I got an interesting email from the American Progress Action Fund regarding news reports of tragic events, like the devastation wrought by Katrina.
"Like many of you, for the past 48 hours we have been glued to our computers and televisions, watching this tragedy unfold. We applaud the efforts of our news media, in particular ABC, CBS, NBC, CNN, FOX News, and MSNBC, to cover this story. On these networks, together as a nation, we have witnessed images of rooftop rescues and other amazing acts of heroism – along with moments of great personal tragedy. Hurricane Katrina is a truly important story and by doing a very good job of covering it, our TV news programs are providing Americans and the entire world the information necessary to help make a difference."
"Yet, as we watch in horror, we can't help but think of another tragedy a bit farther away – the humanitarian crisis in the Darfur region of Sudan stemming from the ongoing genocide there. Unfortunately, our TV networks are not doing such a good job informing Americans that 7,000 people are dying every month as a result of the genocide, according to the World Health Organization. Their stories of rescue, of heroism, of personal tragedy, and of survival are not being told."

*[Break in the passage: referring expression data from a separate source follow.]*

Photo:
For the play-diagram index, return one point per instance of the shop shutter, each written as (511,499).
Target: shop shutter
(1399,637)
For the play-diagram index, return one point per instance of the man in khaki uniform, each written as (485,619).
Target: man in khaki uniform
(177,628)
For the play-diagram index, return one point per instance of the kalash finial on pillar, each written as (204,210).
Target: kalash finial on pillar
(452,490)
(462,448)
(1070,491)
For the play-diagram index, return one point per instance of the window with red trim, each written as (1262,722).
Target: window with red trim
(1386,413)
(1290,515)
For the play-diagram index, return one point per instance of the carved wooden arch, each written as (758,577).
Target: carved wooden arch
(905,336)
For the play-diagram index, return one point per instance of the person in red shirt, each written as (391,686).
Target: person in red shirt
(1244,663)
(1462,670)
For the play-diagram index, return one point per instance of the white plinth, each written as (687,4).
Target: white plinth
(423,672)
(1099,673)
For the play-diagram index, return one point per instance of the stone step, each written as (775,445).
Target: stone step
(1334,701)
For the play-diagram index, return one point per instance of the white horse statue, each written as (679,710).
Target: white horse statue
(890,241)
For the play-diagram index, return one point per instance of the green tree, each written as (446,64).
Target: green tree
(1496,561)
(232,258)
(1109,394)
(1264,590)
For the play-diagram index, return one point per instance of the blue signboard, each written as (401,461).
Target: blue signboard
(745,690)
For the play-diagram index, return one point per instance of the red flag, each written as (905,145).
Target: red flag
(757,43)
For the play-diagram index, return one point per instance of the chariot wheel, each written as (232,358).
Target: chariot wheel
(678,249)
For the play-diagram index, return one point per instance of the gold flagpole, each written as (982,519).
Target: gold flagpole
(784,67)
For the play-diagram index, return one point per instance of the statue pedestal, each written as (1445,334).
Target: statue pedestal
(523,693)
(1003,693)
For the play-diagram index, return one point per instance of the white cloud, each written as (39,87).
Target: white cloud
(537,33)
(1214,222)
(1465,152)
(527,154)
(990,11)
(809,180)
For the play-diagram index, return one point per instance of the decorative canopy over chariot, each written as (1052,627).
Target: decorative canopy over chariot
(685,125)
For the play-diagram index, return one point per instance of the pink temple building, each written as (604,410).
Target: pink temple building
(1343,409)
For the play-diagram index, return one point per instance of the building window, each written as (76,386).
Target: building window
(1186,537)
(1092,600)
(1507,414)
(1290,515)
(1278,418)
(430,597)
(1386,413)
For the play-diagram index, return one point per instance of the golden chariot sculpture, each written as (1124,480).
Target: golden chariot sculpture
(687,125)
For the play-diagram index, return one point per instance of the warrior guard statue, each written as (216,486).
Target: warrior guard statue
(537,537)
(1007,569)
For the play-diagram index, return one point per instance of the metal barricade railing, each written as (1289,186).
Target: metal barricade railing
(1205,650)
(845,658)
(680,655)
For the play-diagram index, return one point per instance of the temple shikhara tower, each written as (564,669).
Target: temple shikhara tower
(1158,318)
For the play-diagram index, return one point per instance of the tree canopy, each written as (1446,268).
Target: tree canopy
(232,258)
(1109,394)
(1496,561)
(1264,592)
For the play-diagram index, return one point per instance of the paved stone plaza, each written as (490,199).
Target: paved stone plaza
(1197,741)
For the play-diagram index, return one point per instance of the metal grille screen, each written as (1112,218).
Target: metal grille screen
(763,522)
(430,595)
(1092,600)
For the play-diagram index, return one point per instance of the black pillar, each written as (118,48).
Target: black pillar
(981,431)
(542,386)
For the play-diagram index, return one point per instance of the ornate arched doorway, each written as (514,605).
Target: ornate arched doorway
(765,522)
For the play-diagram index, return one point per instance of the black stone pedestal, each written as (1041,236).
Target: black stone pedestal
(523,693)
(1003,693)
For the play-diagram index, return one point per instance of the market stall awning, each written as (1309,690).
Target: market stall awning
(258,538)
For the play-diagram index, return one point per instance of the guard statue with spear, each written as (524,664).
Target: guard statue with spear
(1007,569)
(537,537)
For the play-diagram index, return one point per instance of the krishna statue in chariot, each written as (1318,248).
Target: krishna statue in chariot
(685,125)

"And so, when the floodwaters have receded in our homeland, and our fellow Americans begin the process of rebuilding their lives and their communities, we hope that the networks will reflect on the important role they play in keeping us informed of tragedies near and far and will continue to cover real news – important news. We hope that the networks will come to agree: Genocide IS News."
[T]he handwringing isn’t translating into action. In progress instead is a fresh mockery of that 1948 convention. A repeat of well-intentioned, feeble actions that failed to save 800,000 Rwandans a decade ago.
I’ve been all talk and no action, just as this op/ed piece says. Well, I want to start actually doing something to stop the horrors
in Sudan. I’ve sent letters through the ACLU, TrueMajority, and other groups, but
I suspect politicians largely ignore such campaigns.
I’m planning on writing a generic letter that can be sent to representatives, senators,
the president, and foreign leaders. My hope is that a real grassroots effort – that
isn’t lead by a major lobbying group – will get more positive attention. I have
no experience writing letters of petition, so any help would be greatly appreciated.
Update 11/06/06: I still haven’t done anything constructive. Then again, neither has the UN.